Anyway, the general thrust of the story is Pressia & her need to escape OSR as she's turned sixteen & Partridge (Ripkard?) bailing the Dome to go on a search for the mother he believes is alive outside. They meet up, things go not entirely as expected & the quest to go up against the establishments will ensue & play out over the course of a few books so no tied off story here. There are explanations given about what led up to all this (a merging of politics, religion & social beliefs) & I was impressed that so much detail was given. In the end, it left me wanting to know so much more about Partridge's parents & everything else leading up to the Detonations. Willux is of course, flawed but I couldn't also help but hold annoyance with Aribelle for practically writing off Sedge & just focusing on Partridge for code disruption. I didn't find the reason she did it wholly satisfying but I know it's supposed to absolve her of a bit of culpability.

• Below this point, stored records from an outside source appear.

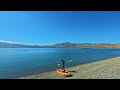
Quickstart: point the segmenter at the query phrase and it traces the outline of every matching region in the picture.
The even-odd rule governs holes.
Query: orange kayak
[[[67,70],[62,70],[62,69],[57,69],[57,73],[58,74],[60,74],[60,75],[62,75],[62,76],[71,76],[71,74],[70,74],[70,72],[69,71],[67,71]]]

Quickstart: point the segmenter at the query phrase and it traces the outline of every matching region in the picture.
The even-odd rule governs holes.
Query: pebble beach
[[[71,77],[64,77],[56,70],[18,79],[120,79],[120,57],[82,64],[70,68]]]

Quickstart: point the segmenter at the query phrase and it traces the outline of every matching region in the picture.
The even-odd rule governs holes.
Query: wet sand
[[[120,79],[120,57],[67,68],[71,77],[58,75],[56,71],[39,73],[18,79]]]

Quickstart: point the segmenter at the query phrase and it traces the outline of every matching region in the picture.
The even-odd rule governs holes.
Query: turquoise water
[[[59,68],[62,57],[73,60],[66,67],[120,56],[120,49],[1,48],[0,78],[16,78]]]

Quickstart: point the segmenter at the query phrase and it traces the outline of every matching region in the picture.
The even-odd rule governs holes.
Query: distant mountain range
[[[23,45],[10,42],[1,42],[0,48],[120,48],[120,44],[111,43],[57,43],[55,45]]]

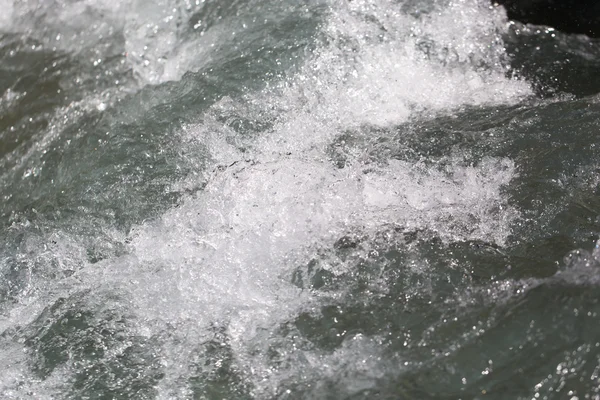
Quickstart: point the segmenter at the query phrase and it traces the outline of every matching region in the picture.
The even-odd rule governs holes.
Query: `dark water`
[[[597,39],[0,6],[3,399],[600,399]]]

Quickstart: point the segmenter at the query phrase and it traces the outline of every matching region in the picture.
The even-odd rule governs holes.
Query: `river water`
[[[477,0],[0,0],[2,399],[600,399],[600,41]]]

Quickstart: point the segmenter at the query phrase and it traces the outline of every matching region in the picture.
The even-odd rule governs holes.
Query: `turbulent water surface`
[[[477,0],[0,0],[2,399],[600,399],[600,41]]]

I wasn't expecting any huge resolution & very much tempered my expectation that I would find out what the hell happened that led to the day of the Detonations. What happened to the existing government? The rest of the globe? Hopefully those will be covered a bit in the rest of the series.

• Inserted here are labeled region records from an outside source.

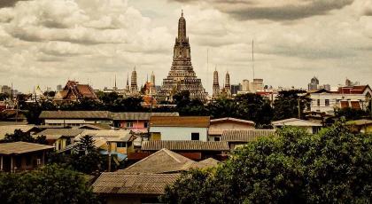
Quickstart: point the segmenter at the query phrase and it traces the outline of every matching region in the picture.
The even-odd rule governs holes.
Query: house
[[[107,204],[159,203],[159,196],[174,184],[180,174],[138,174],[104,172],[93,184],[93,192]]]
[[[112,113],[113,126],[147,133],[151,116],[179,116],[178,113]]]
[[[83,131],[84,129],[46,129],[34,137],[45,136],[48,145],[55,146],[57,151],[61,151],[74,144],[74,139]]]
[[[207,158],[224,160],[229,148],[227,142],[204,142],[192,140],[150,140],[143,141],[141,150],[143,153],[155,153],[163,148],[177,153],[189,159],[200,161]]]
[[[56,92],[53,101],[61,103],[66,101],[79,101],[83,98],[98,99],[90,85],[81,84],[75,81],[68,81],[62,90]]]
[[[191,169],[215,167],[220,161],[208,158],[201,161],[194,161],[179,153],[163,148],[133,165],[118,170],[122,173],[179,173]]]
[[[54,146],[35,143],[13,142],[0,144],[0,171],[32,170],[43,166],[47,152]]]
[[[346,122],[354,132],[372,133],[372,120],[356,120]]]
[[[87,124],[112,125],[109,111],[43,111],[39,116],[46,126],[81,127]]]
[[[227,129],[252,129],[254,122],[236,118],[219,118],[211,120],[208,129],[209,141],[220,141],[223,130]]]
[[[150,140],[208,141],[209,124],[209,116],[151,116]]]
[[[14,134],[16,129],[20,129],[22,132],[30,135],[40,131],[40,129],[34,125],[0,125],[0,140],[4,139],[7,134]]]
[[[334,114],[335,108],[351,107],[366,110],[371,100],[372,90],[369,85],[339,87],[336,91],[324,89],[307,93],[311,99],[308,112]]]
[[[322,125],[315,122],[305,121],[298,118],[289,118],[285,120],[272,122],[273,126],[280,129],[283,126],[293,126],[305,129],[310,134],[316,134],[322,129]]]
[[[120,160],[120,158],[126,157],[128,153],[134,152],[134,137],[130,130],[85,129],[74,140],[80,141],[81,137],[86,135],[92,136],[96,145],[97,145],[97,147],[103,150],[101,151],[101,153],[106,154],[108,152],[111,152],[112,154],[117,154]]]
[[[221,141],[228,142],[231,151],[237,145],[257,141],[260,137],[275,136],[275,129],[229,129],[224,130]]]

I very much liked the interaction of Bradwell & Partridge. They had good banter & bicker moments. At times, I was more interested in their part of the journey than I was in Pressia's (El Capitan did make for an engaging addition to the story though. Still not quite sure when he went all-in with Pressia & Partidge's crusade & abandoned his own but... okay.). Lyda turned out not to be a one off character but her part of the story, while interesting, was very slow going. To be fair, she has fewer entries than the others. Sedge's fate was so underscored in the beginning that I figured he had taken a different path. It was only a matter of time until that was revealed. I worked out the twist about Pressia as well, but I didn't feel it was a flaw in the narrative.
All in all, I'm glad that I read this book. It wasn't a very quick read for me as the images tended to stick in my mind & I wanted breaks along the way. I need to get the next installment from the library soon because I need to know what's next.